How explicitly does the prophet Teiresias reveal the guilt of Oedipus?
Oedipus is eager to learn the identity of the murderer of Laius, because Creon has informed him that the plague that has befallen Thebes will be lifted only when the murderer is brought to justice. He knows that Teiresias, the blind prophet, knows the identity of the murderer, and summons him to reveal it. He asks him to "save thyself, thy country, and thy king" by identifying the murderer. The blind seer, knowing the terrible reality, demurs, observing that it is is "misery to be wise when wisdom profits nothing." Oedipus challenges his sense of patriotism, beseeching him to reveal his wisdom on the matter, but Teiresias still holds out.
Only when Oedipus, outraged and frustrated, accuses him of plotting the murder, does the prophet give in. He says "Thou art the man / Thou the accursed polluter of this land." When Oedipus, stunned, demands that he repeat himself, he says explicitly that Oedipus himself is the "murderer of the man / whose murderer thou pursuest." He then explains that Oedipus "livest with thy nearest kin / in infamy, unwitting in thy shame." Oedipus is outraged, and blames Creon for basically putting Teiresias up to the prophecy, if not plotting against Laius himself. Teiresias tells him that he is his own "bane," and that he "unwitting . . . [is] a double foe" to his family. Eventually Oedipus will learn the horrible truth, but at this point in the play he dismisses Teiresias for his "insolence," even though he only very reluctantly replied to Oedipus's repeated queries. He did not tell him the "back story" to how he became the killer, but he explicitly told him that he was the man responsible.

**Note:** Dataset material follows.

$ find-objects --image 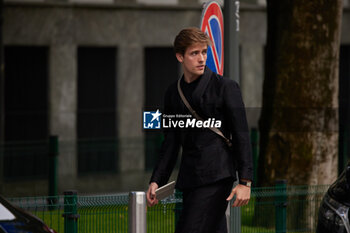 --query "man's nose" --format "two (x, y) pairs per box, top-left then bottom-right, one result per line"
(198, 53), (205, 62)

When Teiresias is first summoned by Oedipus, he is very hestiant to speak. His first comments to Oedipus are vague at best. Teiresias seems to avoid the questions asked, telling Oedipus to let go of this search, and that it will bring him nothing but pain. Oedipus continues to press Teiresias, however, essentially accusing him of being a traitor to his people. Oedipus believes that Teiresias knows who murdered the former king and is enraged that the prophet would let innocent people suffer rather than reveal the murderer. After being pushed and prodded by Oedipus, Teiresias very bluntly says that Oedipus is the murderer they seek.